Bose-Einstein condensation of photons in an optical microcavity

Nature. 2010 Nov 25;468(7323):545-8. doi: 10.1038/nature09567.

Abstract

Bose-Einstein condensation (BEC)-the macroscopic ground-state accumulation of particles with integer spin (bosons) at low temperature and high density-has been observed in several physical systems, including cold atomic gases and solid-state quasiparticles. However, the most omnipresent Bose gas, blackbody radiation (radiation in thermal equilibrium with the cavity walls) does not show this phase transition. In such systems photons have a vanishing chemical potential, meaning that their number is not conserved when the temperature of the photon gas is varied; at low temperatures, photons disappear in the cavity walls instead of occupying the cavity ground state. Theoretical works have considered thermalization processes that conserve photon number (a prerequisite for BEC), involving Compton scattering with a gas of thermal electrons or photon-photon scattering in a nonlinear resonator configuration.
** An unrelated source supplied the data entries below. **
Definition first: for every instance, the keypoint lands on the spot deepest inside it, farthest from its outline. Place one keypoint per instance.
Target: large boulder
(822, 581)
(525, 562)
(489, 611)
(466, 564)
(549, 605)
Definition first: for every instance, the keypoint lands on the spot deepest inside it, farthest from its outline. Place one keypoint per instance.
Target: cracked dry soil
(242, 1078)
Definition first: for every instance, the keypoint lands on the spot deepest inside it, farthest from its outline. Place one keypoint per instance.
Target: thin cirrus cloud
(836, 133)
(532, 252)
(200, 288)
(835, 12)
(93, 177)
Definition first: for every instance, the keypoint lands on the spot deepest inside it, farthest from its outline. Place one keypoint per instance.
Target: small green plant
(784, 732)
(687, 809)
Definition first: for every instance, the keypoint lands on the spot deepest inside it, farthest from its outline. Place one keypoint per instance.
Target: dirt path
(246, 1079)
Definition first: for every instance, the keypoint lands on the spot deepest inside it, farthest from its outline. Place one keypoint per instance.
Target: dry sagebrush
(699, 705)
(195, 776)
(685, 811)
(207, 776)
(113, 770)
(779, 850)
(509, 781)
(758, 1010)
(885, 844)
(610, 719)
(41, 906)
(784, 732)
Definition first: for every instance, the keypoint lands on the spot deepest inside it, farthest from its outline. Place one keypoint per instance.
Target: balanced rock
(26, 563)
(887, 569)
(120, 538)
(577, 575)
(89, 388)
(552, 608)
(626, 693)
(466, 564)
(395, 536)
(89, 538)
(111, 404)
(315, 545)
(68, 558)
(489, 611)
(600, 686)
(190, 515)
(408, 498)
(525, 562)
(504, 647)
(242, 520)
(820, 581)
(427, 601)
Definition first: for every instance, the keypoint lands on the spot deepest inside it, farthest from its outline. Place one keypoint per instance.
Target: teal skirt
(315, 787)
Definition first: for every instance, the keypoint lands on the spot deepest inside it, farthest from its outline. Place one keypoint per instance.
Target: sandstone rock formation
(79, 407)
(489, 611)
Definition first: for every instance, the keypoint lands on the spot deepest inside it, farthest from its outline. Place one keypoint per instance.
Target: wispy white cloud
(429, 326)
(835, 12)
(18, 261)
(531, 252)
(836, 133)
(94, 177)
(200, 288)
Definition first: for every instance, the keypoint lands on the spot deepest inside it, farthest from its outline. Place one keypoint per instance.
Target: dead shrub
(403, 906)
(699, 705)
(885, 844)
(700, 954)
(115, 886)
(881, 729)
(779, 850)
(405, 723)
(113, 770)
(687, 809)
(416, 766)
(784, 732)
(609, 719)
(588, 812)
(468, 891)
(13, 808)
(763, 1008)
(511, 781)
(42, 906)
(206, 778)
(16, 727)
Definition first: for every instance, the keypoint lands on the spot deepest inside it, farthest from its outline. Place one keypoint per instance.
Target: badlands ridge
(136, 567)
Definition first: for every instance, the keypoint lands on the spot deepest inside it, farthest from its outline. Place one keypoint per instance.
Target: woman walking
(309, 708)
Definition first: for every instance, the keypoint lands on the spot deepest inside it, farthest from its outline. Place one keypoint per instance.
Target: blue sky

Number-conserving thermalization was experimentally observed for a two-dimensional photon gas in a dye-filled optical microcavity, which acts as a 'white-wall' box. Here we report the observation of a Bose-Einstein condensate of photons in this system. The cavity mirrors provide both a confining potential and a non-vanishing effective photon mass, making the system formally equivalent to a two-dimensional gas of trapped, massive bosons. The photons thermalize to the temperature of the dye solution (room temperature) by multiple scattering with the dye molecules. Upon increasing the photon density, we observe the following BEC signatures: the photon energies have a Bose-Einstein distribution with a massively populated ground-state mode on top of a broad thermal wing; the phase transition occurs at the expected photon density and exhibits the predicted dependence on cavity geometry; and the ground-state mode emerges even for a spatially displaced pump spot. The prospects of the observed effects include studies of extremely weakly interacting low-dimensional Bose gases and new coherent ultraviolet sources.